Hi I’m Bob, and I’ve been in so many doctor’s waiting rooms that I had time to rug-hook a 20 ft mat of Jesus.
At Reluctant Cancer Support Group Hazel meets Augustus Waters (Ansel Elgort) and his buddy Isaac (Nat Wolff). Gus has one leg and Isaac’s blind, so there’s no weirdness about Hazel dragging around an oxygen tank in a backpack. They hang out, flirt, goof around, and throw eggs mean people’s cars. They’re just normal teenagers… who happen to have cancer.
Ha ha, and if you get mad at cripples for egging your car your neighbors will think you’re heartless!
Gus is into Hazel right away but it takes Hazel a while to let him in, because (and I’m paraphrasing Hazel here) they’re all bunch of water balloons filled with sadness who could burst and drown their entire circle of acquaintance in tears at any moment. Literally. We know and they know that the story ends in tears. The only question is: whose will they be?
And how many onions did they have to slice on set to keep the actors’ waterworks
flowing for the sad parts? Because WOW.
Hazel’s fears are a major obstacle to their romance and so is the fact that they’re both sick. Unlike most teen romances they don’t need Hazel’s parents (Sam Trammell and Laura Dern) to be overprotective. In fact, they’re cool with Hazel dating Gus.
Ha ha, don’t worry about condoms, sweetie. You’ll be dead soon anyway.
The movie can afford to have both sets of parents be totally cool with their romance because at any time one or both of them could be struck down in the middle of a date and (and this is something I find cruel and heartless) be stuck in the waiting room at the hospital while the love of their life is suffering because they’re not family.
HAZEL’S DAD (not even being mean): You should go home.
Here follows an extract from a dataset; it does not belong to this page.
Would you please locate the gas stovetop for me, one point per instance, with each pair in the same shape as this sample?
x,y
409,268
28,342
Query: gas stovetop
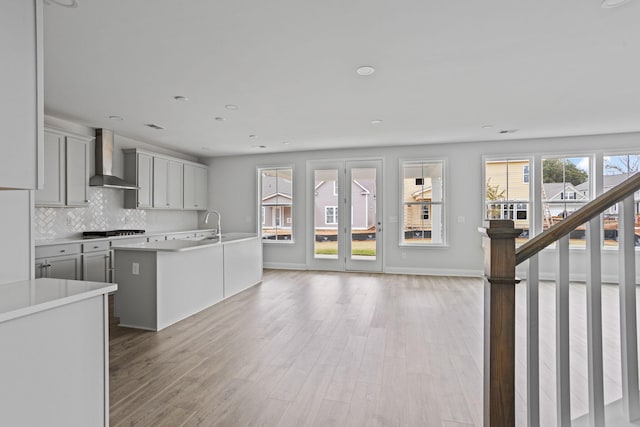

I’ll tell her you were here.
If I put this in my mouth, will I look like James Dean?
Pretty soon they’re boyfriend and girlfriend and traveling to Amsterdam together to meet the author (Willem Dafoe) who wrote their favorite cancer novel. It ends without saying what happened to the people the main character left behind. Hazel’s worried about what will happen to her parents when she’s gone, so it’s her mission in life to get that answer. And also to make smoochies in Anne Frank’s house, apparently.
I’d say it’s inappropriate, but Anne’s story was about doomed teenaged love too.
What makes the sadness in the The Fault in Our Stars so easy to digest is its honesty. It’s just a story that happens to be about people who knew their expiration dates. It doesn’t kick open your brain and trample around inside looking for heartstrings to pull. This is good, because as many Nicholas Sparks movies have discovered, my brain is wired differently – my heartstrings are connected to my gag reflex.
NICHOLAS SPARKS: Cry! Cry you bastard!
I guess what I’m trying to say is that I really liked The Fault in Our Stars, even though I’m not normally a fan of the sad movie genre (mostly because it’s been taken over by tripe, but I digress). The Fault in Our Stars is cute, funny, honest, engaging, enlightening, and yeah, also sad, but if you can handle sadness when you know it’s coming, you should watch this movie.